Why is due diligence so important? It makes the buyer feel a lot more comfortable before signing the check, knowing they have validated all of their assumptions about the business. But going through due diligence can also be beneficial to the business owner.
Reviewing all of the different data points in the due diligence report might reveal that the fair market value of the seller’s business is actually higher than previously assumed.
What does the process look like?
Before conducting due diligence, the acquiring firm or buyer can pop the hood of the seller’s business and take a close look, usually, two documents are exchanged and signed: a Letter Of Intent (LOI) and a Non-Disclosure Agreement (NDA).

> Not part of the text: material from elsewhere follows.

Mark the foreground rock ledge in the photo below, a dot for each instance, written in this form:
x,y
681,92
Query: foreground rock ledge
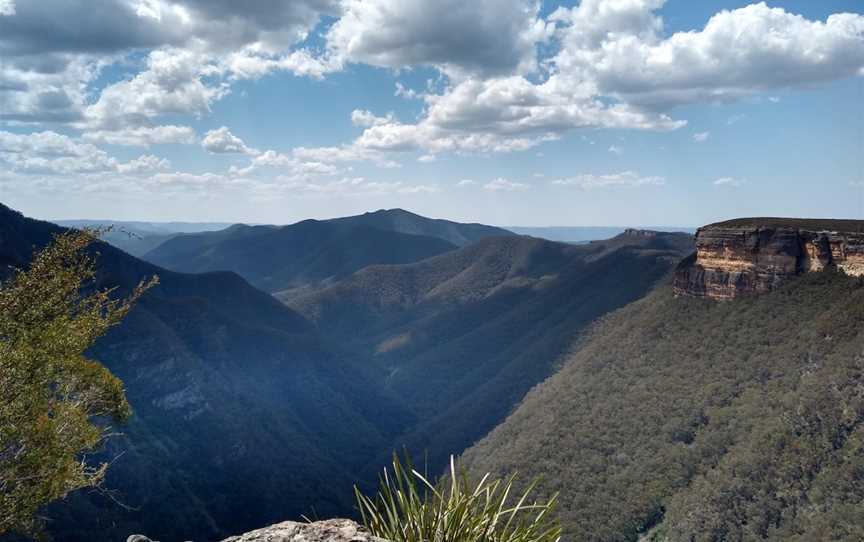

Sometimes the NDA is simply part of the LOI.
The LOI includes items such as description of the assets to be purchased, any assumed liabilities, the terms of the seller’s non-compete agreement, due diligence requirements and an exclusivity provision, also called a “no shop clause.” An LOI is non-binding.
The NDA is a legally binding contract that establishes a confidential relationship. The buyers and sellers signing the agreement agree that sensitive information they may obtain will not be made available to any others.
This allows for the sharing of sensitive information without fear that it will end up in the hands of competitors or other unwanted third parties.
Firstly, the acquirer will take a closer look at the acquisition target itself, especially to understand why the business is being sold. Common questions can be:
- Why does the owner want to sell the company?
- Has the owner tried to sell the business before?
- What is the long-term strategy and outlook for the business?
- How is the company structured geographically?
Secondly, due diligence includes a financial audit. Important points of investigation can be:
- All mandatory financial statements or financial records
- Assessment of the financial performance and health of the company
- Performance over time (e.g. have margins increased or decreased?)
- Are future growth projections reasonable and believable?
- Outstanding debt
Thirdly, the legal landscape. Important questions can be:
- Are there any pending, threatened, or settled litigations?
- Are there any governmental proceedings against the company?
Finally, the buyer will take a closer look at the quality of the business’ technology and intellectual property. Commonly asked questions are:
- What patents does the company have?
- What trademarks does the company have?
- What copyrighted products and materials does the company use or own?
- How are trade secrets preserved?
Moreover, the team and employees will be scrutinised. Oftentimes the following topics are given a closer look:
- Employee and management compensation and benefits
- Employee and management backgrounds
Of course, within the merger and acquisition world, there are many more areas potential acquirer might explore more in-depth, such as sales and marketing, the technology stack, environmental issues, the shareholder structure, the customer base and so on.
As a business owner, try and put yourself in the shoes of the potential buyer and anticipate which could be the most important areas of inquiry - and prepare the information in advance.